My 7th-grade son suggested, “Maybe the kids who want outdoor recess could go out, and the kids who want to stay in can stay in. The teachers could be divided up to be with either group of kids.”
Additionally, perhaps we should not expect the same “playing” behavior as is seen in the younger grades. Maybe it’s either okay to let kids stand around and socialize (which is what a Westford mom of a middle-school girl says happens there), or maybe urge the kids to walk as they socialize, as the Groton mom of a 6th-grade girl suggested.
Another mom of a 6th-grade girl commented, “A walk around the school after lunch might be good to keep kids focused in the afternoon. I know I always feel better after I walk at lunch.”

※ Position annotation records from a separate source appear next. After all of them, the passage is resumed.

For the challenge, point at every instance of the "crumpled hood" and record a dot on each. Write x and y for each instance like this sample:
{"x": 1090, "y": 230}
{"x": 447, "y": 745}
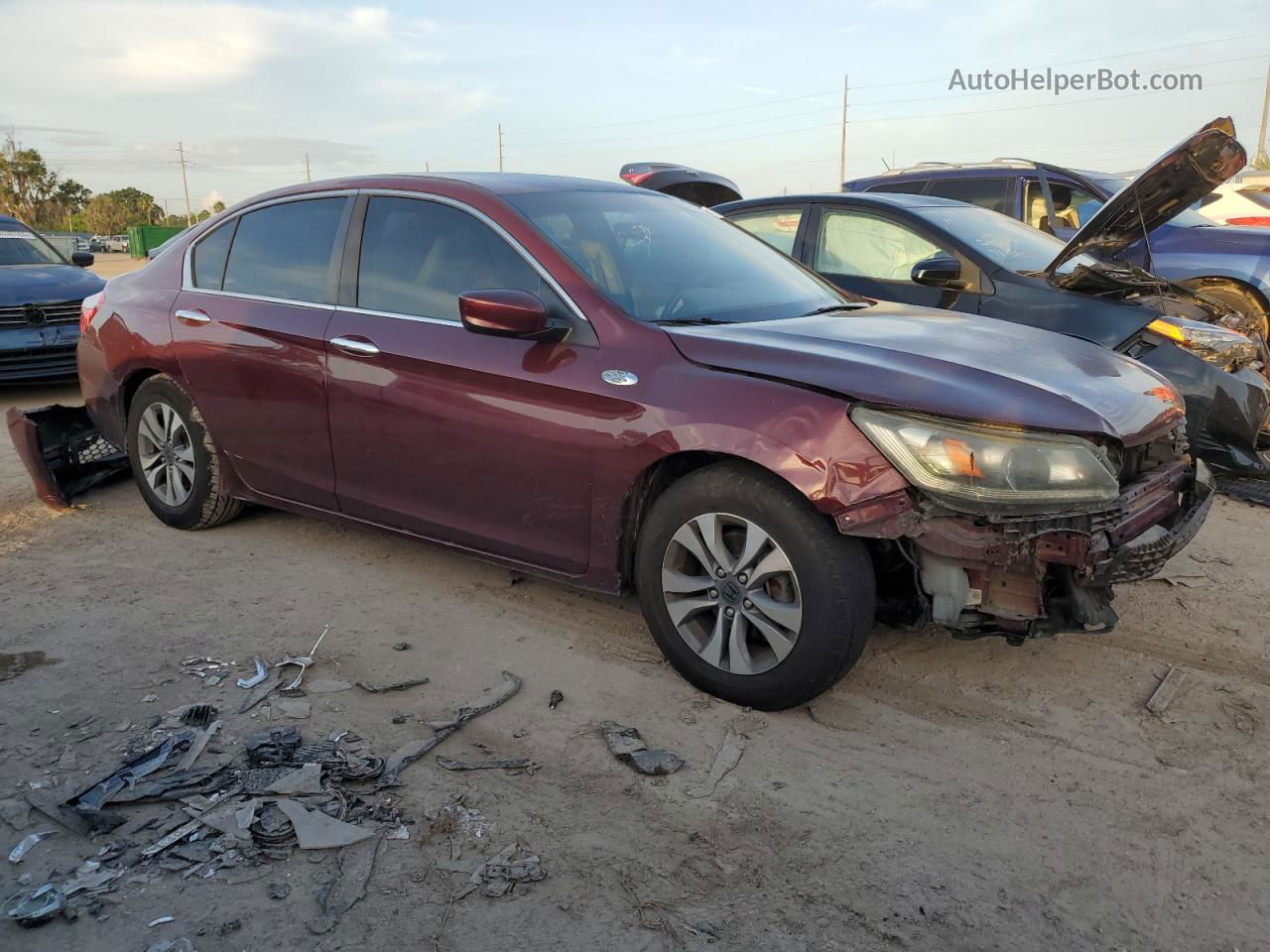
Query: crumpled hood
{"x": 1173, "y": 182}
{"x": 45, "y": 284}
{"x": 952, "y": 365}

Because team time is right after lunch, the time slot is already built into the day. Would you consider offering some structured physical activity options for team time such as “Walk-a-mile Wednesday” or “Free-throw Friday” for those who want it?
Or if there is some reason that makes a physical/outdoor recess option during team time completely impossible, would you think about other ideas to add physical activity to the school day as the CDC report suggests? What about taking a classroom outside (click here for an example of one innovative teacher at Wake Forest University) or adding more physical activity into the classroom (see “Let’s Move In School” or “Action Based Learning”)?
Thank you so much for your consideration.
Caroline B. Poser, mom of three sons (two in GDRMS and one in Florence Roche Elementary School)
P.S. Fifth and 6th grade teachers, please consider not withholding recess as a behavioral consequence. Kids need to get up and move their bodies and burn off some energy before they can sit still and focus. Keeping them in for recess seems counterproductive. Thank you.